Hello there, i have difficulties in engineering a performant and scalable schema for my application with the following simplified scenario:
- I have users, projects and items
- Many users can be in many projects
— In each project, a user has a distinct set of roles
— A user often looks up his projects (need to search for all projects where the user has a role) - Many items can be in many projects
— In each item, a user has a distinct set of roles
— If user has no role here but roles in project, these will be inherited here
— A user often looks up the items of a project (need to search for all items belonging to the project)
These are not squillions to squillions relationships. I would expect 100-200 projects per user, as well as 5-30 items per project as a fixed maximum - so there is no fear of exceeding the 16MB limit with growing Object ID arrays.

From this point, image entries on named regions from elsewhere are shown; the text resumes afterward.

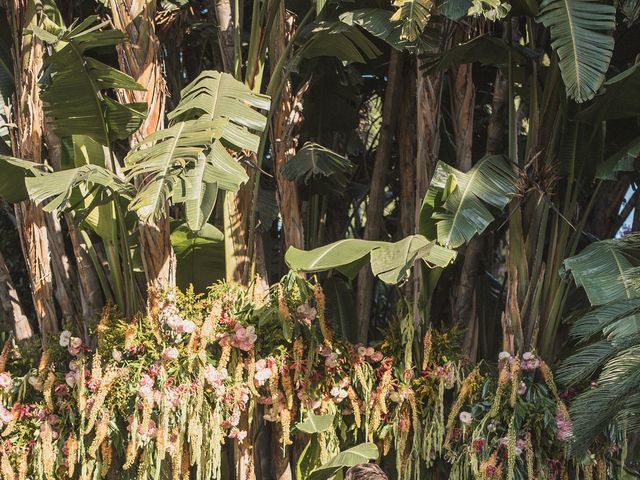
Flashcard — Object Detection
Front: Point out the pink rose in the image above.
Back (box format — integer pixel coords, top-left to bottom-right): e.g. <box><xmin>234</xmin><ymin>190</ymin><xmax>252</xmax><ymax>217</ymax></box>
<box><xmin>161</xmin><ymin>347</ymin><xmax>178</xmax><ymax>362</ymax></box>
<box><xmin>67</xmin><ymin>337</ymin><xmax>82</xmax><ymax>357</ymax></box>
<box><xmin>0</xmin><ymin>372</ymin><xmax>13</xmax><ymax>390</ymax></box>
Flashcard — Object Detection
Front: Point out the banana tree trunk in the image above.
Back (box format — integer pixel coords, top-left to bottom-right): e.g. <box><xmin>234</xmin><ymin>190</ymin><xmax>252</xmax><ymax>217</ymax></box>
<box><xmin>0</xmin><ymin>246</ymin><xmax>33</xmax><ymax>340</ymax></box>
<box><xmin>269</xmin><ymin>0</ymin><xmax>304</xmax><ymax>248</ymax></box>
<box><xmin>6</xmin><ymin>0</ymin><xmax>58</xmax><ymax>342</ymax></box>
<box><xmin>356</xmin><ymin>49</ymin><xmax>404</xmax><ymax>343</ymax></box>
<box><xmin>110</xmin><ymin>0</ymin><xmax>176</xmax><ymax>288</ymax></box>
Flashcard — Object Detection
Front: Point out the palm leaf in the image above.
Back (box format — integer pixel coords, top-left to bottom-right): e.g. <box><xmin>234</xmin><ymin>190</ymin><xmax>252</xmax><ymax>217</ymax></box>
<box><xmin>340</xmin><ymin>8</ymin><xmax>438</xmax><ymax>51</ymax></box>
<box><xmin>280</xmin><ymin>143</ymin><xmax>355</xmax><ymax>193</ymax></box>
<box><xmin>309</xmin><ymin>443</ymin><xmax>378</xmax><ymax>480</ymax></box>
<box><xmin>170</xmin><ymin>223</ymin><xmax>225</xmax><ymax>292</ymax></box>
<box><xmin>561</xmin><ymin>235</ymin><xmax>640</xmax><ymax>305</ymax></box>
<box><xmin>25</xmin><ymin>165</ymin><xmax>131</xmax><ymax>212</ymax></box>
<box><xmin>538</xmin><ymin>0</ymin><xmax>616</xmax><ymax>102</ymax></box>
<box><xmin>391</xmin><ymin>0</ymin><xmax>432</xmax><ymax>42</ymax></box>
<box><xmin>298</xmin><ymin>21</ymin><xmax>381</xmax><ymax>63</ymax></box>
<box><xmin>168</xmin><ymin>70</ymin><xmax>270</xmax><ymax>137</ymax></box>
<box><xmin>34</xmin><ymin>17</ymin><xmax>146</xmax><ymax>145</ymax></box>
<box><xmin>570</xmin><ymin>344</ymin><xmax>640</xmax><ymax>455</ymax></box>
<box><xmin>125</xmin><ymin>71</ymin><xmax>269</xmax><ymax>225</ymax></box>
<box><xmin>577</xmin><ymin>64</ymin><xmax>640</xmax><ymax>124</ymax></box>
<box><xmin>284</xmin><ymin>235</ymin><xmax>456</xmax><ymax>284</ymax></box>
<box><xmin>420</xmin><ymin>155</ymin><xmax>517</xmax><ymax>248</ymax></box>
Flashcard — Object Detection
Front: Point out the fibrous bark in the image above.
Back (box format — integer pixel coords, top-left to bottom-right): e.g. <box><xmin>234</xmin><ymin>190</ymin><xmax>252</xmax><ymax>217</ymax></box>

So from schema modeling perspective i considered two options:
1. A list of nested objects containing the relationship + roles.
// Project collection
{
_id: ObjectId("...")
...other fields
users: [ { user: ObjectId("...."), roles: ["RoleA", "RoleB"] }, ... ],
items: [ObjectId("..."), ...]
}
// Item collection
{
_id: ObjectId("...")
...other fields
users: [ { user: ObjectId("...."), roles: ["RoleA", "RoleC"] }, ... ]
}
I fear that this is a resource heavy task to fetch all projects for a user, since the query has to iterate through each users field of each project, potentially containing the userId. Same for the project-items relationship. In turn, this simplifies the process of querying one specific project and checking whether the user has role access.
2. Extra Roles collections
// Project collection
{
_id: ObjectId("..."),
...other fields,
items: [ ObjectId("..."), ... ]
}
// Item collection
{
_id: ObjectId("...")
...other fields
}
// Roles collection
{
_id: ObjectId("..."),
user_id: ObjectId("..."),
ref_id: ObjectId("..."),
ref_type: "Project" | "Item",
roles: ["RoleA", "RoleB"]
}
With this i could quickly query for each project or item where a user has a role, but this would introduce $lookup operators and other types of joins at many places. Consider a user accessing an item (the parent project is always referenced in the request): Now the API has to first check whether this item exists, then whether the parent project exists, then lookup the Roles collection to check if the user has a item or project role before even reaching the service function.
In both cases i see some problems and i could not find a better solution yet. Furthermore, option 2 sounds better to me but also seems to be very SQLish and completely skips the advantage of nested docs regarding the roles.
Regards
David